No matter where we grew up or what languages we speak, we all have an accent. Accents can be a rich source of social information. A person’s accent can tell us where they are from, what other languages they speak and even who they are friends with. But how did we learn to speak the way that we do? And how do we understand and evaluate the speech of people who speak differently?
The question of “how” we learn to speak the way we do has fascinated sociolinguists for decades, and has recently attracted more attention from developmental psychologists, like Dr. Paquette-Smith. The answer to this question is complex, in part because the speaking styles of communities are continually changing, but also because individual people’s speaking styles shift as they relocate to new communities or come in contact with new people. Thus, speech is simultaneously changing on a broader (population level) as well as on an individual level. Dr. Paquette-Smith and her team are interested in understanding what influences the way we speak and how those influences might change over time.

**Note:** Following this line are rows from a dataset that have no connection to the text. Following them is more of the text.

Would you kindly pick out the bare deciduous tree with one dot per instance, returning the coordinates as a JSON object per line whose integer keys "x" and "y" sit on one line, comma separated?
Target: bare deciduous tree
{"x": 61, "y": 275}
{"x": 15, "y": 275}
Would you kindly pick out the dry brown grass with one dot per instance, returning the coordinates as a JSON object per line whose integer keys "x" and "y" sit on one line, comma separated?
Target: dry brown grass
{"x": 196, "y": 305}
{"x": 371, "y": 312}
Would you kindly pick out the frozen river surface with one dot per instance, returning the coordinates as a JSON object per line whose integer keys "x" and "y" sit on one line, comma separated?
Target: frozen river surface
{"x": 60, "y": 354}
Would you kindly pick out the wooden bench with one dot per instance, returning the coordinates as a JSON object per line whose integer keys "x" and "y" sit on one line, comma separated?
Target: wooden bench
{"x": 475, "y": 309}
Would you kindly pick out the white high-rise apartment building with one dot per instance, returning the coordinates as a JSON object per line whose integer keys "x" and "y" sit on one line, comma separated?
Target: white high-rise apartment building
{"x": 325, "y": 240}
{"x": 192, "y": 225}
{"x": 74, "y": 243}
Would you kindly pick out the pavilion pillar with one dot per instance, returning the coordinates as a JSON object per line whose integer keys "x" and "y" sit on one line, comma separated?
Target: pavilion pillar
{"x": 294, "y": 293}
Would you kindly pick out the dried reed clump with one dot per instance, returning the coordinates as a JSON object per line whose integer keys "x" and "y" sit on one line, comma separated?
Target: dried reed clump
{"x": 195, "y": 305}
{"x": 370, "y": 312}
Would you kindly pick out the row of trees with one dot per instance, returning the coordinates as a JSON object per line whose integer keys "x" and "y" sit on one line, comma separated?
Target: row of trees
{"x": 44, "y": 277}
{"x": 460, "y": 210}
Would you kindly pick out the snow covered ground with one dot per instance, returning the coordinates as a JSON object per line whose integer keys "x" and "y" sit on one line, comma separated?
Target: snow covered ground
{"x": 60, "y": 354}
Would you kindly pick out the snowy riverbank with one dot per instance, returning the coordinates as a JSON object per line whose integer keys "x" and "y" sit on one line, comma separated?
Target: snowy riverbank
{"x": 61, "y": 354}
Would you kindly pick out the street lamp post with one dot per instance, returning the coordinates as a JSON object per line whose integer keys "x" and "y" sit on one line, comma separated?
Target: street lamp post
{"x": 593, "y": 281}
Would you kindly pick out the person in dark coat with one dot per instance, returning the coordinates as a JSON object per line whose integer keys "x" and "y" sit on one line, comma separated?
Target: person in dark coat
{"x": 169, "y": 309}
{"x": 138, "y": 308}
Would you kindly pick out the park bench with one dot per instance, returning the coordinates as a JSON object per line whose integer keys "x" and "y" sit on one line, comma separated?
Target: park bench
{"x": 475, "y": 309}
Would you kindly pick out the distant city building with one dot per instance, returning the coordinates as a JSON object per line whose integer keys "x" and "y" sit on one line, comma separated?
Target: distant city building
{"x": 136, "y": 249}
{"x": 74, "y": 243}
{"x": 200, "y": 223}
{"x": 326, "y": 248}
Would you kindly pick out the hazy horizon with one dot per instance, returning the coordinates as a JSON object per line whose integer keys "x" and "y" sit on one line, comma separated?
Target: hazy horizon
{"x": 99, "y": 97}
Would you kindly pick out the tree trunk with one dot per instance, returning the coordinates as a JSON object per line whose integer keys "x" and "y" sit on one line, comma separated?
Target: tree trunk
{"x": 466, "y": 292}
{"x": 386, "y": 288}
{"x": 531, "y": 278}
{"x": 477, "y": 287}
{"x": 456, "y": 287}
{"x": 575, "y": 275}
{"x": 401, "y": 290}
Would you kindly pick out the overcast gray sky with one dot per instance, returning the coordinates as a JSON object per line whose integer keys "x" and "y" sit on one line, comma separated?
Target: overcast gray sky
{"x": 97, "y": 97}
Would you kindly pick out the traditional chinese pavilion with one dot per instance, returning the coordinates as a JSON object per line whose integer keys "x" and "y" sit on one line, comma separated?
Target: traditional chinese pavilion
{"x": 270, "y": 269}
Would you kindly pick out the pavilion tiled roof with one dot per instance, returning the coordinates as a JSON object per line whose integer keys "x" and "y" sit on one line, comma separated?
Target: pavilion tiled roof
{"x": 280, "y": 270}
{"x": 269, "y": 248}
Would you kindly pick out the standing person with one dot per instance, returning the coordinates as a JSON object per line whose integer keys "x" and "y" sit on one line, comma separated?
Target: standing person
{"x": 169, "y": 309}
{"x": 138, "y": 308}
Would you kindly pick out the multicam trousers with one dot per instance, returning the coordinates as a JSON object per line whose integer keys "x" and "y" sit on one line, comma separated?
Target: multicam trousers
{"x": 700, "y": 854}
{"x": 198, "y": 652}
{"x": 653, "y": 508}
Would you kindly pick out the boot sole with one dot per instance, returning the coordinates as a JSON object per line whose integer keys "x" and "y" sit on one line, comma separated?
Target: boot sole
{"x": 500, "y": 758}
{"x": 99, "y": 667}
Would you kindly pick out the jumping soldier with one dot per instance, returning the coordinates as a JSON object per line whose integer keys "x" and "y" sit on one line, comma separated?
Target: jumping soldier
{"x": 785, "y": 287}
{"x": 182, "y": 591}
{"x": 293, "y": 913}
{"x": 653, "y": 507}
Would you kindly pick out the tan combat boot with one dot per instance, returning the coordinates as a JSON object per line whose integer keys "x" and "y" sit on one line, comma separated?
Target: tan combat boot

Dr. Paquette-Smith’s lab is also investigating other related questions such as, how do we learn to comprehend, or adapt to, the speech of speakers from different accent communities. As adults, we adapt relatively quickly to new accents. However, we have the benefit of already speaking the language we are listening to and we can use additional information, like the context of the sentence to help us comprehend. But what about children who are just beginning to learn language? For example, how does a child figure out that when their Canadian dad says, “bus” and their Irish mom says “boss”, they are referring to the same object (a large vehicle)? But when their Canadian dad says “bus” and “bass” these are actually different words that refer to different objects (one a vehicle and the other a type of fish). This is not an uncommon situation! Children growing up in a diverse multicultural society regularly encounter people that speak with different accents. Part of Dr. Paquette-Smith’s work looks at how children and adults adapt to unfamiliar accents and if there are ways to “speed up” or optimize learning from speakers who speak differently.
In addition to conducting basic research on speech perception and production, Dr. Paquette-Smith and her team at the Teaching, Learning and Communication Lab also conduct applied research in pedagogy. In this line of work, they investigate how to optimize student learning in real college classes. For more information about this work visit their lab website.
Dr. Paquette-Smith is a Lecturer with Potential Security of Employment in the Department of Psychology at UCLA and the director of the Teaching, Learning and Communication Lab. Prior to teaching at UCLA, she completed her PhD in Developmental Psychology at the University of Toronto. She also holds an MA in Psychology and a Bachelor of Science in Psychology and Biology from the University of Toronto.